Of course, if you’ve read any of these articles, only one commonality really stands out - that there is no common route to success, no silver bullet. All of “the greatest” in any given field have different habits and different practices because they lived different lives and had different personal and academic backgrounds. Yes, there are common values that we can all aspire to, but how we learn to live out those values in our day-to-day lives depends on a lot of factors that past a certain point we can no longer control.
The same issue presents itself in LSAT instruction, whether the teacher is a 400-page “study bible” or a 2L looking for beer money. At every level, the teacher must assure their students of the same thing: that their method works, that their method works in all cases, and that it works the best. Thus, the teacher’s reasonable need to reassure the student/client that their money and time are being spent on a worthwhile endeavor combined with the student’s stress over acing the exam mutates into a dogmatic and superstitious approach to learning.
A few examples of this kind of dogmatic thinking in action, from my own test prep journey:
“I don’t know, can you move onto the questions? You’ve only completed part of your Deduction Grid (TM)”, says the teacher from Company X;
“I’ve seen [Company X]’s method do a lot of damage”, gravely intones the teacher from Company Y;
“This is my third time taking a class with [Company Y] - I’m sure it will stick this time”, a fellow student cheerfully self-deludes.
Now, I don’t dispute that most LSAT instruction “works”. The main areas of knowledge that the test actually…um, tests are often so neglected in modern education that even a crash-course style education in them from a weekend course or a short chapter in a guide book can go a long way toward boosting the score of the novice test-taker. On the flip side, other areas of the test’s design are arbitrary enough that understanding the ways in which the testmakers reveal themselves (which many books and tutors emphasize well) can bring those final score gains to a more advanced test-taker.

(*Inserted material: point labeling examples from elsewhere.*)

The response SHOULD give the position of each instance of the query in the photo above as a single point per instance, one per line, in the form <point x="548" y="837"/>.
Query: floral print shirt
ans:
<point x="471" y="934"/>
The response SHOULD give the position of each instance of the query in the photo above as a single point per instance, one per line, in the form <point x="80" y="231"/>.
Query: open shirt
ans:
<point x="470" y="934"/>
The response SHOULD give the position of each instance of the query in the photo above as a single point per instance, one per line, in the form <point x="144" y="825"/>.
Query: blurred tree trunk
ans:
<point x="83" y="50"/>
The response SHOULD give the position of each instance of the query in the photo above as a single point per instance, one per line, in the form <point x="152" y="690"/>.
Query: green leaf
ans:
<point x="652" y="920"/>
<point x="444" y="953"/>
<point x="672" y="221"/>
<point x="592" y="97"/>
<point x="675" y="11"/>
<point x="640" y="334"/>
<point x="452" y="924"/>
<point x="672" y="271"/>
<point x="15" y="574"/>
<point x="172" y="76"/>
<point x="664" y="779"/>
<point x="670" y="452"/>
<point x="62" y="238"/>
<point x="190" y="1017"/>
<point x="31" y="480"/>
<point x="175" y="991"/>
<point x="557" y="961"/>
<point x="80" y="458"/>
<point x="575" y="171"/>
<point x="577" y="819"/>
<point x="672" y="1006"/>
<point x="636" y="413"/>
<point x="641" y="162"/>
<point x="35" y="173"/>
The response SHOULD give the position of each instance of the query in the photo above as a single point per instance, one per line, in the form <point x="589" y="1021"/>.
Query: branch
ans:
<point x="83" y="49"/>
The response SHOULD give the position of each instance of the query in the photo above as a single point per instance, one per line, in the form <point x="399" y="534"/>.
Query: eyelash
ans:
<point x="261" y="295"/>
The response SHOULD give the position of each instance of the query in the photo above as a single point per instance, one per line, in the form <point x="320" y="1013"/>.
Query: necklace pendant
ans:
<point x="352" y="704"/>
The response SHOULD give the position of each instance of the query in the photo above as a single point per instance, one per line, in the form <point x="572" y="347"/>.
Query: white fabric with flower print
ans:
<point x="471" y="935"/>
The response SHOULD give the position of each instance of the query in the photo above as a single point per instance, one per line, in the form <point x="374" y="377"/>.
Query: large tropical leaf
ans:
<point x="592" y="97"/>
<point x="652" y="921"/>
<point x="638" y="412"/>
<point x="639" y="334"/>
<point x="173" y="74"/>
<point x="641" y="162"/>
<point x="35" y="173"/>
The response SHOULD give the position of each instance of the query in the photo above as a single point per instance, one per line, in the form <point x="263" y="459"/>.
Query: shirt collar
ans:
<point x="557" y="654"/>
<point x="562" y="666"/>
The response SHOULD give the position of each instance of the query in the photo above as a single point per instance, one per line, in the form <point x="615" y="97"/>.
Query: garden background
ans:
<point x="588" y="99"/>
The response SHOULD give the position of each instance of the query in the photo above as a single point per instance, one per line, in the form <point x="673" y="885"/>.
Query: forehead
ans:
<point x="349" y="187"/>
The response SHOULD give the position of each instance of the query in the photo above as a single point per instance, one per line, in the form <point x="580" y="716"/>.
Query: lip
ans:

However, I wholeheartedly dispute that any single LSAT “ideology” necessarily works for every test-taker, or is definitively the “best” for all test-takers. Whether by chance or by the magical prowess of the placement office at my tutoring company, I’ve had the chance to work with many students who have been failed in part or in whole by dogmatic mainstream LSAT instruction. Often, these are incredibly sharp students from nontraditional backgrounds who have trouble adhering to a strict system or schedule of study, or students who have naturally keen logical minds but have trouble approaching a question from the angle that a student who’s been immersed in formal logic would take. In a few cases, I have had students who become so wrapped up in the anxiety of following a rigorous study method (and, of course, the anxiety of #winning on the test) that they question their own highly-functioning logical minds and excellent work, because that work draws upon their external knowledge instead of the dictates of whatever system they’re working on - students who, to borrow an old phrase, “eat the menu instead of the dinner”.
As I have taught these students (and thus invited myself to reflect on how to best teach), I realized the need for a new kind of test-prep writing, one that can be both a complement and alternative to the prescriptive methods now commonly in use. I see this site as a guide for the test-taker through the abstract skills that the test invokes (often, contradictory pairs like detachment and empathy, or understanding of logic and understanding of narrative), moving upward the meta-testual realm (why these skills? why these questions?), and ultimately inward, so that the student can understand how their own knowledge already relates to the test and how the prescriptive knowledge in other books represents deeper insight into the kinds of thinking that law school purports to teach.
A common palliative thought for aspiring lawyers is that the absolute toughest parts of the journey are the LSAT, your 1L exams, and passing the Bar exam. Many books embrace the LSAT’s reputation as this colonoscopy of a legal education - long and unpleasant, but you’ll get through it. My goal is to make it clear that, even when you’re in the shit, something interesting is going on. I hope this site helps.